I didn’t feel badly about raising my voice. On the contrary, the kid needed to know his behavior was unacceptable, especially in front of a three-year-old munching on a S’mores-flavored Z Bar.
So then I started wondering about why some people think it’s socially permissible to unleash a torrent of swear words in public? I am no social or personal prude, but I think restraint can be an admirable value and goal to work toward especially in view of minors.
Miguel and I were at a San Francisco 49ers preseason game recently, about six rows behind a drunken 30-something in a Bruce Lee t-shirt who kept pointing haphazardly at people around him and shouting, “What the f*** are you looking at? You pussies. What the f*** are you gonna do about it? Huh?!?”
Then he’d point at his t-shirt and raise both middle fingers to further taunt those around him. Fortunately, no one rose to the beer-sodden challenge of the loser and attempted to shut him up, thereby possibly instigating a larger incident.

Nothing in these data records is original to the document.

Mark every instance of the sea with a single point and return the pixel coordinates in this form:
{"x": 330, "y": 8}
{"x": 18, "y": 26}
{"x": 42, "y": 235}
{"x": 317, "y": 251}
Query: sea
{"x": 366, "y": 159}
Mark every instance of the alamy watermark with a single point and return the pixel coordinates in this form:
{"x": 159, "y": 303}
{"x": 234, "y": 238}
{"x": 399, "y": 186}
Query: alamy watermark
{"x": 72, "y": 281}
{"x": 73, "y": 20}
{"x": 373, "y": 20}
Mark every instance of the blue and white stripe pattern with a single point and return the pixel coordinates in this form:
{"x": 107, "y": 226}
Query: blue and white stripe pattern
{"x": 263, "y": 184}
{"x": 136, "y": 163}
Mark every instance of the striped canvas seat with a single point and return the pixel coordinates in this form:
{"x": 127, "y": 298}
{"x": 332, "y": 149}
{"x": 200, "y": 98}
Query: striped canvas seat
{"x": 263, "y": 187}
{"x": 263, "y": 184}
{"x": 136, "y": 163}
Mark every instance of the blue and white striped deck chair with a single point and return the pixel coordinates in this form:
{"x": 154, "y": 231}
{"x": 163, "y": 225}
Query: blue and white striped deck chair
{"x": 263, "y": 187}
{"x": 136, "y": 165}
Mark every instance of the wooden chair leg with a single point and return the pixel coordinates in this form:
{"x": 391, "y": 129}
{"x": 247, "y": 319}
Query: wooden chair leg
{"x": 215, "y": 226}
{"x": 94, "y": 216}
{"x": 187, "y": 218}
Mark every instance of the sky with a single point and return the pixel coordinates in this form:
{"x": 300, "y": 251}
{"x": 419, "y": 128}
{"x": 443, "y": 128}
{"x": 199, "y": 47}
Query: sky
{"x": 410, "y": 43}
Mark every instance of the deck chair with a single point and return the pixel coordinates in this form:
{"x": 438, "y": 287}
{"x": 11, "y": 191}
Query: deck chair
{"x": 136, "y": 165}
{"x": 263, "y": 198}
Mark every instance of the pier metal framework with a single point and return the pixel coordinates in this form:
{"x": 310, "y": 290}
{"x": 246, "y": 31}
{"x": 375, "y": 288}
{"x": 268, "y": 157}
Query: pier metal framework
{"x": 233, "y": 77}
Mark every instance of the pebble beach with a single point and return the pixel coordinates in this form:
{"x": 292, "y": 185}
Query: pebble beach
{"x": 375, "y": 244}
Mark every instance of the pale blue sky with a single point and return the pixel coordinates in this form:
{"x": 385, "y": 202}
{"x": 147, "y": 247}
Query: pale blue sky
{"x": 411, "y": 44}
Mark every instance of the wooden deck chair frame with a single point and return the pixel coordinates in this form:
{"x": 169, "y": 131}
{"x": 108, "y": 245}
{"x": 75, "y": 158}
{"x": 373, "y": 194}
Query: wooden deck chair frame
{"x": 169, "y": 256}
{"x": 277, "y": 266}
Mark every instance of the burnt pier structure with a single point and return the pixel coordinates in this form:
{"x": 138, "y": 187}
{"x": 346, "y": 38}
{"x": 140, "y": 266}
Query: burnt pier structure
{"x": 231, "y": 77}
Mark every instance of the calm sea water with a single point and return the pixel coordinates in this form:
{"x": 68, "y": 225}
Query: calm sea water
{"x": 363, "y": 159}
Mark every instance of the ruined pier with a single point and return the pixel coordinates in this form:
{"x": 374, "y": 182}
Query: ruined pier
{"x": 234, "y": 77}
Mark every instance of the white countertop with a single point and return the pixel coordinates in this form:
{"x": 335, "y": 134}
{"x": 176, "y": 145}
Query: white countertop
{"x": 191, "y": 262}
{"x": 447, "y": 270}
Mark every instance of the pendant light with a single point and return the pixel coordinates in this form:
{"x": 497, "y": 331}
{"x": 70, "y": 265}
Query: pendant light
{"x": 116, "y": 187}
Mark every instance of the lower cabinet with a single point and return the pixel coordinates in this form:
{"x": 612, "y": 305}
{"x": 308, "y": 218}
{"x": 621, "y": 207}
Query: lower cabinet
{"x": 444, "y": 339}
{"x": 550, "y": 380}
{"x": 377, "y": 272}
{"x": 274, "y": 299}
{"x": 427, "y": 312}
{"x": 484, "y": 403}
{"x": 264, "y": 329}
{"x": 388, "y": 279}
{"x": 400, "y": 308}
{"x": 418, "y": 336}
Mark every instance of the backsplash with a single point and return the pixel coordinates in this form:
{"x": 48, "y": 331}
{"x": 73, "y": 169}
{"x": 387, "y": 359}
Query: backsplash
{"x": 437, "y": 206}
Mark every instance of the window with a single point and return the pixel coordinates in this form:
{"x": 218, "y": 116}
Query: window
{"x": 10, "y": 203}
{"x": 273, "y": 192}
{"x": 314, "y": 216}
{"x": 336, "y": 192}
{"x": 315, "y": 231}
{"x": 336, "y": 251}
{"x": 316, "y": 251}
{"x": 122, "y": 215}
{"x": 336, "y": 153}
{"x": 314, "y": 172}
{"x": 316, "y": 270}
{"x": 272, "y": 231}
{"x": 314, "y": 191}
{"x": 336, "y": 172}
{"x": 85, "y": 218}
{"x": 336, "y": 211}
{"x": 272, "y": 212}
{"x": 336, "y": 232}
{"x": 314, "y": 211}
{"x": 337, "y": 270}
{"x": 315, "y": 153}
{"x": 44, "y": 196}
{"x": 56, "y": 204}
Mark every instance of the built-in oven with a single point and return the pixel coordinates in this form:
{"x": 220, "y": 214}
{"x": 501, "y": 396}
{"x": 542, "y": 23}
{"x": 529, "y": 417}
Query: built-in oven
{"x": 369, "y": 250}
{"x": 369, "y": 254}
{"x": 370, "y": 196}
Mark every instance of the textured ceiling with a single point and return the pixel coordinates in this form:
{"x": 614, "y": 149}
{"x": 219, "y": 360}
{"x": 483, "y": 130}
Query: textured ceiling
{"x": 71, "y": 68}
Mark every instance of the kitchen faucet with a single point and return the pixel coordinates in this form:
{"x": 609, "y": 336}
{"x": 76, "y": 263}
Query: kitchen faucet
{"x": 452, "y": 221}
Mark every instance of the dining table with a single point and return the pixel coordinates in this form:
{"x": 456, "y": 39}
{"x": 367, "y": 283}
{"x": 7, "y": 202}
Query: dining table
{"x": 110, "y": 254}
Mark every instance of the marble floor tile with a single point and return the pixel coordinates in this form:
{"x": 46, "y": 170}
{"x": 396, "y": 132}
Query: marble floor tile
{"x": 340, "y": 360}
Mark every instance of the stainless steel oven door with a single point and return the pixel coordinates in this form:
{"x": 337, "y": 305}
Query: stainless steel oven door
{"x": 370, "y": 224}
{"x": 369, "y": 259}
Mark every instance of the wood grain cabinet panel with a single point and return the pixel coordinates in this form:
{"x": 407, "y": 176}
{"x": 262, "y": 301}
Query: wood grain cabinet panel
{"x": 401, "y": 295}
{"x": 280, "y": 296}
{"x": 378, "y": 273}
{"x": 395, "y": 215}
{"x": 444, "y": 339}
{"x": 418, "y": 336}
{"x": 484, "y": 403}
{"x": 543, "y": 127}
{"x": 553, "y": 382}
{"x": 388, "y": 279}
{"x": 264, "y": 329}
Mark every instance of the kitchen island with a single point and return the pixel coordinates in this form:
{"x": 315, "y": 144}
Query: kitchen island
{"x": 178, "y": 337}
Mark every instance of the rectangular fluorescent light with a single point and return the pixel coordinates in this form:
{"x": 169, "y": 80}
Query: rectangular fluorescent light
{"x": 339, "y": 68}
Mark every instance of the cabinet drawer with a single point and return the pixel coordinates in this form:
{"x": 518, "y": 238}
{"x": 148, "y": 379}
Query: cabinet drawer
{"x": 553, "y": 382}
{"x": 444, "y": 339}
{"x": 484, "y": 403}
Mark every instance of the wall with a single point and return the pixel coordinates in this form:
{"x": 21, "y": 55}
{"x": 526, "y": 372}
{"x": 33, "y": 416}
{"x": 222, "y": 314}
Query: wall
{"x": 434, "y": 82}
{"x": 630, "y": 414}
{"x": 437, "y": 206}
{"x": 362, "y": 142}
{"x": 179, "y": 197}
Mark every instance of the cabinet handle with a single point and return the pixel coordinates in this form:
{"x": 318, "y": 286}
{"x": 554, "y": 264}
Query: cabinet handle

But Miguel and I did see a few fights in the stands, which I am sure were fueled by excessive amounts of alcohol. He was slightly scared, and I was extremely uncomfortable and unhappy. At least, though, we hadn’t paid for our seats. They’d been a gift from friends.
Now I know all I had to do was either text (OK, I have never texted) or call security and the offender[s] would be removed from the stadium. But I didn’t. It was easy to shout at some unknown 12-year old walking to school, but scarier about being part, even in an anonymous way, of a confrontation with an alcohol-addled hothead.
I think I did say something to a guy at an Oakland A’s game once because he was just behind Miguel and me. He was swearing at some of the players from the opposing team and he may have insulted Ken Griffey Jr.’s mother. So I wasn’t going to let his verbal excess in Miguel’s presence continue. He quickly acquiesced without any further problems.
I am not advocating a return to 1950s civility, but I do wonder if in this age of social networking some people feel emboldened to speak their minds in whatever fashion they prefer at particular moments?
Not yelling is still my goal. Just don’t swear within earshot of my family or me and then you can avoid provoking my inner and outer screamer, which might be ironic since I am begging for an infusion of social restraint.